As Klint Finley points out in his article, everyone seems to be blaming the folks who ponied up money to host their websites/webapps on the Amazon data center cloud. Until the outage, I was not really aware of the ins and outs, workflow and configuration required to run something on Amazons infrastructure. I am small-scale, small potatoes mostly relying on free services which when the work is great, and when they don’t work, meh! I can take or leave them, my livelihood doesn’t depend on them (thank goodness). But for those who do depend on uptime and pay money for it, they need  some greater level of understanding by their service provider.

Amazon doesn’t make things explicit enough to follow a best practice in configuring your website installation using their services. It appears some business had no outages (but didn’t follow best practices) and some folks did have long outages though they had set up everything ‘by the book’ following best practices. The service that lay at the center of the outage was called Relational Database Service (RDS) and Elastic Block Storage (EBS). Many websites use databases to hold contents of the website, collect data and transaction information, collect metadata about users likes/dislikes, etc.

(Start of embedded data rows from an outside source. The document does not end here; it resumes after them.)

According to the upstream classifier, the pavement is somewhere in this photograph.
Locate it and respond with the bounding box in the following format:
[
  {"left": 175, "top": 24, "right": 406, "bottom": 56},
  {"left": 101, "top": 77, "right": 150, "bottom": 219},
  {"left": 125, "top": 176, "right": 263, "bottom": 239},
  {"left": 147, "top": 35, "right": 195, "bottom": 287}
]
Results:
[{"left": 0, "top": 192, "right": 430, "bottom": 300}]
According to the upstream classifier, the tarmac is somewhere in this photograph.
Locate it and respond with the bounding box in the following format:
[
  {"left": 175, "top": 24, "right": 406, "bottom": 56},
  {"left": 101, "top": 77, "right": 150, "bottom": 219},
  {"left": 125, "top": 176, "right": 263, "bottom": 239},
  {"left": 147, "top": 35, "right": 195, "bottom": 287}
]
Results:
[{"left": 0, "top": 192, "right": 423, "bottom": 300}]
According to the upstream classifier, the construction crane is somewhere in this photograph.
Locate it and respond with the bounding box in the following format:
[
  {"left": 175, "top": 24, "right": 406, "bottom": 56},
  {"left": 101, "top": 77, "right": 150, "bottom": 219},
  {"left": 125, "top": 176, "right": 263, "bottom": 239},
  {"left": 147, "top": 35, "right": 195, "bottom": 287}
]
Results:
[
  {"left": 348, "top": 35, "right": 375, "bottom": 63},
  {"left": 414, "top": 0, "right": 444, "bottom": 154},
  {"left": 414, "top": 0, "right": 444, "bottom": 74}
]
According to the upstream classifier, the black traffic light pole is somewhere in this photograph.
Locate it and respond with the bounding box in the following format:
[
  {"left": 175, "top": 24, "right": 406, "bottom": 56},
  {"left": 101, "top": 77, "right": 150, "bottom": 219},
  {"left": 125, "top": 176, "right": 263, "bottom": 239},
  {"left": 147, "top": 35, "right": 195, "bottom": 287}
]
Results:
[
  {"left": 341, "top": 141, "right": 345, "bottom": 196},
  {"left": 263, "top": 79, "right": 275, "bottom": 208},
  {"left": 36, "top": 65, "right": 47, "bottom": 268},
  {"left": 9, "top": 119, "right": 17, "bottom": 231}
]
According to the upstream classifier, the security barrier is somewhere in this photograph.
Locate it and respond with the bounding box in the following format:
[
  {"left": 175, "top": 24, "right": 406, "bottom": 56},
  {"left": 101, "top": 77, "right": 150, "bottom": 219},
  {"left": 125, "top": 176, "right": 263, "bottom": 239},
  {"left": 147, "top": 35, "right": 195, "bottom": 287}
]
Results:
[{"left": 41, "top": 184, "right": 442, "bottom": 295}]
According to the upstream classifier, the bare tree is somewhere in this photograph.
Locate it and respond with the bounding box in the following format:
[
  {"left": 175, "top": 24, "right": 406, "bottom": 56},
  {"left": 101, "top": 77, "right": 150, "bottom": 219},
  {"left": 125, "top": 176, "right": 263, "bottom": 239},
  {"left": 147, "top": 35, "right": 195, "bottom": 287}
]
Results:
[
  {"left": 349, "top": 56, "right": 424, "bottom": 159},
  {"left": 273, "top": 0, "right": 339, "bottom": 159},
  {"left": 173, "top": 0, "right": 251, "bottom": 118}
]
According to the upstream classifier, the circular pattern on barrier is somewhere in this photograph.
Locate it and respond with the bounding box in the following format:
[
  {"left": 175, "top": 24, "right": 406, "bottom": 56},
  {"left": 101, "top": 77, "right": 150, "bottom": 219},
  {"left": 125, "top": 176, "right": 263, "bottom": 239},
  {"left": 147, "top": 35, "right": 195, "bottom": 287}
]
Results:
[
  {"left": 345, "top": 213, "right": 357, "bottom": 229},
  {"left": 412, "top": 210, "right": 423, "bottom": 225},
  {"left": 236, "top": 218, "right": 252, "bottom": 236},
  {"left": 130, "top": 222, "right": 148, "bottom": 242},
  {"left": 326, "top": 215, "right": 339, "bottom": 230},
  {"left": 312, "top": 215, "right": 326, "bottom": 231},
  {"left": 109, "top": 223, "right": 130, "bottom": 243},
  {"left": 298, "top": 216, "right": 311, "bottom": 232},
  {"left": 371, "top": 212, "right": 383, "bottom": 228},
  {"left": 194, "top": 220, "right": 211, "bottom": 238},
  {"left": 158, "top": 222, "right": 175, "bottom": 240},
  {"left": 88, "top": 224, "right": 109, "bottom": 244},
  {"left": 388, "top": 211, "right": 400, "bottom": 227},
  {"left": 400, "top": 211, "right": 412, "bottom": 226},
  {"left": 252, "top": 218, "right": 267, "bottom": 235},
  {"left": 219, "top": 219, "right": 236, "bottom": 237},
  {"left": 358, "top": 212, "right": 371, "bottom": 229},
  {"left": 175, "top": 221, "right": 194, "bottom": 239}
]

The Elastic Block Storage acts as the container for the data in the RDS. When your website goes down if you have things setup correctly things fail gracefully, you have duplicate RDS and EBS containers in the Amazon data center cloud that will take over and continue responding to people clicking on things and typing in information on your website instead of throwing up error messages or not responding at all (in a word it just magically continues working). However, if you don’t follow the “guidelines” as specified by Amazon, all bets are off you wasted money paying double for the more robust, fault tolerant failover service.

Most people don’t care about this especially if they weren’t affected by the outages. But the business owners who suffered and their customers who they are liable for definitely do. So if the entrepreneurial spirit bites you, and you’re very interested in online commerce always be aware. Nothing is free, and especially nothing is free even if you pay for it and don’t get what you paid for. I would hope a leading online commerce company like Amazon could do a better job and in future make good on its promises.